Não foi o que aconteceu com o deputado federal e humorista Tiririca (PR-SP), que nos últimos dias decidiu trocar a calça de alfaiataria por uma calça jeans. Como na Câmara a recomendação não é uma regra por escrito, o parlamentar não sofreu nenhuma represália – só chamou a atenção. Mas se isso tivesse ocorrido no Senado, o problema seria muito maior, pois o uso do passeio completo é uma obrigação registrada em papel nesta Casa – onde as mulheres só puderam trocar as saias pelas calças sociais em 1997.
A Mesa Diretora e o departamento responsável pelo cerimonial da Câmara explicaram que as dicas para o guarda-roupa dos parlamentares nunca constaram em regimento interno. Entretanto, algumas normas são vistas como “lei” na Casa, como a obrigatoriedade do uso da gravata e do blazer – sem os quais não é permitido entrar no plenário –, e a proibição das bermudas – o maior “vilão” contra o estilo do Legislativo.
Para a consultora de moda e pesquisadora de comportamento Andreia Mirón, professora da Faculdade Santa Marcelina, de São Paulo, a escolha de Tiririca pelo jeans foi uma “gafe protocolar”, mas que pode aproximá-lo ainda mais de seus 1,3 milhão de eleitores.
– É uma gafe protocolar. Mas o jeans surgiu na década de 70 para ser a peça mais democrática, usada independentemente da classe social e da cultura. E o Tiririca, por ser uma “representação” do povo, o utiliza de uma forma que as pessoas entendem. É uma aproximação que ele cria com as pessoas que o elegeram, […] mesmo que isso não tenha sido arquitetado ou projetado.

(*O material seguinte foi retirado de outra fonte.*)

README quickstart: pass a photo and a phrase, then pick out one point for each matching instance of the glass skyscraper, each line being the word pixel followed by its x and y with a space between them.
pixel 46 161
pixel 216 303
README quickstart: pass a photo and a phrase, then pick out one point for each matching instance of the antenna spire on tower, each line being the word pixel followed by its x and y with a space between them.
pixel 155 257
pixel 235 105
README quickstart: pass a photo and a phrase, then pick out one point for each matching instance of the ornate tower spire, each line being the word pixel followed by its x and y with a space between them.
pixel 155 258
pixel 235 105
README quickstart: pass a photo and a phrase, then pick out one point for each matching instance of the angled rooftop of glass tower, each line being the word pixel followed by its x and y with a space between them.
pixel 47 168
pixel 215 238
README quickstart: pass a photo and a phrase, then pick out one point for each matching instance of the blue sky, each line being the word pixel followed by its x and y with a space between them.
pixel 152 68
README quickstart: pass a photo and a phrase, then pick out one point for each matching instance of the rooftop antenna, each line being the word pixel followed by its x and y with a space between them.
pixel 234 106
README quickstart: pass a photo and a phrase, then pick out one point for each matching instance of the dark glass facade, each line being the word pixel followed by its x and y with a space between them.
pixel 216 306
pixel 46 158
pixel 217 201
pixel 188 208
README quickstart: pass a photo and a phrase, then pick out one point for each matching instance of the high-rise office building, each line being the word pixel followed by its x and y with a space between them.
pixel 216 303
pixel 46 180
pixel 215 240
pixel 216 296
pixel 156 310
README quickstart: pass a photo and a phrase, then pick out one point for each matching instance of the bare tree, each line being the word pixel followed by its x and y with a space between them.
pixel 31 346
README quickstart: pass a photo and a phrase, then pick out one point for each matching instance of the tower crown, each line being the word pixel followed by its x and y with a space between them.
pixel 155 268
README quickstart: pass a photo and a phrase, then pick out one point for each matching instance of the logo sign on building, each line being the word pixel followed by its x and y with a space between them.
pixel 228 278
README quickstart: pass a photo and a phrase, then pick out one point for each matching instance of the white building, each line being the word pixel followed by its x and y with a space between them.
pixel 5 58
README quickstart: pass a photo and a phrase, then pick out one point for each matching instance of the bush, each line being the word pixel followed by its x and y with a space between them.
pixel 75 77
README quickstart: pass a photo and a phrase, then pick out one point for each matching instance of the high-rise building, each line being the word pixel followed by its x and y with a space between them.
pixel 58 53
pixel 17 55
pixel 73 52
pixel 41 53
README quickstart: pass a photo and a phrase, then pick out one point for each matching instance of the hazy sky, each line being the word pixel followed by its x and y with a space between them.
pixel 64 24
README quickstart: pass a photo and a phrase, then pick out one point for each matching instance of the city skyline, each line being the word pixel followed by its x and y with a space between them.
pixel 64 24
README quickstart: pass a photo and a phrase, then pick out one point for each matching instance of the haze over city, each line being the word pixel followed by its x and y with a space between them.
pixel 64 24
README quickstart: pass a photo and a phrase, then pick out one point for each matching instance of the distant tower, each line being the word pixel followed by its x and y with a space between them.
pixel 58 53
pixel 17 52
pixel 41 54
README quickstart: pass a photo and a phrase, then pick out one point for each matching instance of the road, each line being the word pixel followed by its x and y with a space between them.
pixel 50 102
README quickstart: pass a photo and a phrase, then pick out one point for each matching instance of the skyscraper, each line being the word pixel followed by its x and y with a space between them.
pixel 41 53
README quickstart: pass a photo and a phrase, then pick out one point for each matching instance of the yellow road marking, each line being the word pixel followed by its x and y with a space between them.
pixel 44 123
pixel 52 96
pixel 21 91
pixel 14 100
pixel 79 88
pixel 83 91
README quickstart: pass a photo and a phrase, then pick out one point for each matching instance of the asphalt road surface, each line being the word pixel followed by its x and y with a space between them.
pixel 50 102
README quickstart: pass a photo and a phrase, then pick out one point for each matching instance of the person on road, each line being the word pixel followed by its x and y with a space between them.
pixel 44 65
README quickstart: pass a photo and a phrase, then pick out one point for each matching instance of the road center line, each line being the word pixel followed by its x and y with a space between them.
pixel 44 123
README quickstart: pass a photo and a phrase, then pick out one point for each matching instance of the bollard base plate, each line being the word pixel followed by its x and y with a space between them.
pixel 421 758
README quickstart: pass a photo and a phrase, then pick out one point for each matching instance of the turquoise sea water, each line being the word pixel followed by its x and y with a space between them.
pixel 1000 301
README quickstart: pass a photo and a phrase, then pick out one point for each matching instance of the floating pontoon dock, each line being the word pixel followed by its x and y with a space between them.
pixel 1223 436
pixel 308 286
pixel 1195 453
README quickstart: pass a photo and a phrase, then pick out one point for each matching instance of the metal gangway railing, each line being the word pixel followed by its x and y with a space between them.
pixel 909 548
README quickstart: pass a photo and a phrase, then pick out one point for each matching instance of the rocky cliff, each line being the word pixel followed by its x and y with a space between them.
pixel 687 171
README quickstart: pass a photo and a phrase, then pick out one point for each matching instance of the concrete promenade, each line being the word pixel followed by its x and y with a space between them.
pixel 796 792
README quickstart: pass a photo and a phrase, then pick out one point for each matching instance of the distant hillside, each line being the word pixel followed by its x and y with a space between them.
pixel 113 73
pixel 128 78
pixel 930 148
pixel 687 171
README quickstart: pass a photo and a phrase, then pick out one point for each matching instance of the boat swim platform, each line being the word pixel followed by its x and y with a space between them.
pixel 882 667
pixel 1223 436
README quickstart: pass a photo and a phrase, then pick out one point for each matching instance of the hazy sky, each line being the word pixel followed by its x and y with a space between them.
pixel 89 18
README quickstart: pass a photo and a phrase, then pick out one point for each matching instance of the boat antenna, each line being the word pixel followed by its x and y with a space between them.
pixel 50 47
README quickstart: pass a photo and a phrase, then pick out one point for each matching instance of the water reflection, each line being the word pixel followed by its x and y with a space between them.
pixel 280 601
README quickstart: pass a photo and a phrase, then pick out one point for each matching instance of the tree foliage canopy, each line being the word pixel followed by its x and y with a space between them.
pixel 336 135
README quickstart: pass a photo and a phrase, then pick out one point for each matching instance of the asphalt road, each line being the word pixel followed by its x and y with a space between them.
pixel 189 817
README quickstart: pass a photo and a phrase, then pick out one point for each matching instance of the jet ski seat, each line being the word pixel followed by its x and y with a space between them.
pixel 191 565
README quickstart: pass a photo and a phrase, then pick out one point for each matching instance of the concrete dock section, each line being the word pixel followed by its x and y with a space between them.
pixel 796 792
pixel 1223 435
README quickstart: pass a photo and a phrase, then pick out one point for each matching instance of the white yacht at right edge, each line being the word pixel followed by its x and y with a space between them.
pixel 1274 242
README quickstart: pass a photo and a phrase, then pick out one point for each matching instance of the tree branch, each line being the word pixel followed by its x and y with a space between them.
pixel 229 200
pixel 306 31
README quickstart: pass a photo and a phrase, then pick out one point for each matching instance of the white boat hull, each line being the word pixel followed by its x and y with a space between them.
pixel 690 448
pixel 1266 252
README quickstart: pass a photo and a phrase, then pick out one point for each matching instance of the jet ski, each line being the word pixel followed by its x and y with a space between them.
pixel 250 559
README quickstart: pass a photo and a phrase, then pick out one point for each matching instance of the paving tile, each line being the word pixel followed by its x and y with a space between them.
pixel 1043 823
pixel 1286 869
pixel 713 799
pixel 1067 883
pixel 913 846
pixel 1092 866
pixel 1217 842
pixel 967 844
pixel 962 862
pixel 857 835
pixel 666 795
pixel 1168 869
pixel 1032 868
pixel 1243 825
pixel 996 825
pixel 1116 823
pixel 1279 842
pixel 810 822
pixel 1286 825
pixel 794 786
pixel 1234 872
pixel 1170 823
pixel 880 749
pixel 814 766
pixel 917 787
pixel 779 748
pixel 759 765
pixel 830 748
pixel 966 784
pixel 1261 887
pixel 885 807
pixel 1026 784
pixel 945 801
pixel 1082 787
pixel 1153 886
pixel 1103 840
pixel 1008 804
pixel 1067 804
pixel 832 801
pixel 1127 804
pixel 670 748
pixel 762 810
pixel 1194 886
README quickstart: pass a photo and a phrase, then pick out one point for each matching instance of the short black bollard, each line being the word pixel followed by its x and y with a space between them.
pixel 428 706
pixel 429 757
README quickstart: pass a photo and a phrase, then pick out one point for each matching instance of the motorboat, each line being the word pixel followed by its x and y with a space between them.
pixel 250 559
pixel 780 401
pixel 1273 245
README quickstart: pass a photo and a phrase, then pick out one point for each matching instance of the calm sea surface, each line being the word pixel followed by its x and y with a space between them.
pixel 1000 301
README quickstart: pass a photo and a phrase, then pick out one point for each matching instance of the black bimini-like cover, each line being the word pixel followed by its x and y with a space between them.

Na Câmara, há apenas uma regra no regimento interno que aborda a questão das roupas: a que recomenda que a pessoa esteja “convenientemente trajada” para circular pela Casa (artigo 272). Entretanto, para evitar situações constrangedoras – como a ocasião em que o então deputado Clodovil Hernandes foi barrado pela falta da gravata –, todos os deputados recebem, logo no início da legislatura, algumas orientações (válidas especialmente para o dia da posse) – entre elas, uma que fere o “estilo Tiririca”: não usar jeans, tênis ou sandálias rasteiras.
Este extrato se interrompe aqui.